Au sein de cette dernière se détachent les multiples rééditions et traductions du De l’Emploi du temps, de Marc-Antoine Jullien de Paris, paru pour la première fois sous l’Empire en 1808, ou encore l’ouvrage du même nom publié en 1824 et rédigé cette fois par Madame de Genlis, la préceptrice des enfants du Duc d’Orléans, auteure de véritables best-sellers édifiants. L’un et l’autre s’accordent à enseigner l’importance d’une hygiène du temps, qui constitue en elle-même un devoir moral. La journée se voit ainsi découpée en tranches horaires équilibrées, et les jeunes gens sont invités à travailler, méditer, écrire, sans oublier de s’aérer à horaires fixes. Ces préconisations sont bien souvent assorties d’une invitation à se plier à un examen de conscience écrit qui ne se confond pas avec la pratique en vogue du journal intime. Si ce dernier respecte des codes spécifiques et s’adresse à un ami de cœur qui le lira pour pénétrer l’âme de son condisciple, les écrits que proposent les pédagogues sont, eux, destinés à une mère vigilante et s’apparentent davantage à un « mémorial journalier » des « actions, observations, lectures et pensées », comme le décrit Marc-Antoine Jullien de Paris.

Les parents se saisissent de ces offres qui permettent d’étendre le contrôle et la contrainte sur leur progéniture. Alix de Lamartine, la mère du poète, rédige ainsi des emplois du temps à l’usage de ses enfants. Jeunes et moins jeunes gens se mettent dès lors à produire ce type d’écrits, à l’image d’Henri-Frédéric Amiel qui a laissé un journal intime en de multiples volumes où il recopie les divers emplois du temps qu’il compose et qui, bien sûr, ne fonctionnent jamais. Il y fait preuve d’une minutie extrême, découpant les journées en demi-heures, faisant alterner les moments d’étude aux moments de promenade, puis de méditation. Tout y est consigné : le temps consacré au déjeuner, à l’exercice, à la lecture, voire même aux visites amicales et à la conversation. Cette tentative drastique pour contrer sa pente insistante à ne rien faire est hélas relativement vaine. Quelques jours après avoir été composé, l’emploi du temps est déclaré caduc et remplacé par un autre, encore plus ambitieux, du fait de la culpabilité grandissante qui l’étreint.

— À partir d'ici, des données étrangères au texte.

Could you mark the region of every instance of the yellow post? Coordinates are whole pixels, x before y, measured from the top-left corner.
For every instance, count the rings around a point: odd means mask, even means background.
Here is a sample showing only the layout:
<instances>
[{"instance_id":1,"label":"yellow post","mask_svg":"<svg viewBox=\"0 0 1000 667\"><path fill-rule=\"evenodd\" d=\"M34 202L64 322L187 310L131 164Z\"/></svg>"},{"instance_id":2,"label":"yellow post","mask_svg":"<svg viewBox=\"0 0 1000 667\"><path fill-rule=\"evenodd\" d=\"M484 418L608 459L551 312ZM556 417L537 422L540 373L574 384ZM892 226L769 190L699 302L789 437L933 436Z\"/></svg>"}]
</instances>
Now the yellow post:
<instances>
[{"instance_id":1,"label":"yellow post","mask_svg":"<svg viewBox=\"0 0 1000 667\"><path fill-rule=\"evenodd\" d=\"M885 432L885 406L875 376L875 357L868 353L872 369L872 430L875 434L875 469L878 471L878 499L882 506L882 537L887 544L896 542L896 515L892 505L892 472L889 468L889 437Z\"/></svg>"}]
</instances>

Figure de l’impuissance, comme Boltanski l’a démontré, Henri-Frédéric Amiel est aussi celui dont le journal intime fera œuvre. Cette plainte douloureuse de ne pas parvenir à se mettre au travail et à bien occuper son temps devient ainsi la matière même de sa postérité. Il voulait devenir écrivain, il l’est devenu à sa manière, laissant plusieurs milliers de pages qui consignent autant son angoisse du temps qui passe, que son incapacité à s’ouvrir à la rencontre et au désir pour une femme. Masturbateur pénitent, enfermé dans sa solitude, il est de ceux qui éternisent le temps et se consument dans la contemplation de son écoulement comme dans l’autopunition révélatrice du choix qui est fait du dressage du corps et de l’âme plutôt que celui de la contingence de la rencontre. Il a néanmoins laissé avec son journal un témoignage irremplaçable sur la douleur qu’occasionne la jouissance des pensées comme principe inhibiteur de l’acte, et sur ses tentatives réitérées de dressage de son âme et de son corps. Ces derniers demeurent, envers et contre tout, rétifs à la règle ; et l’œuvre écrite, dont la matière est constituée par la glu de son impuissance, fait à ce titre figure de solution comme de dérision des ambitions des pédagogues en tout genre.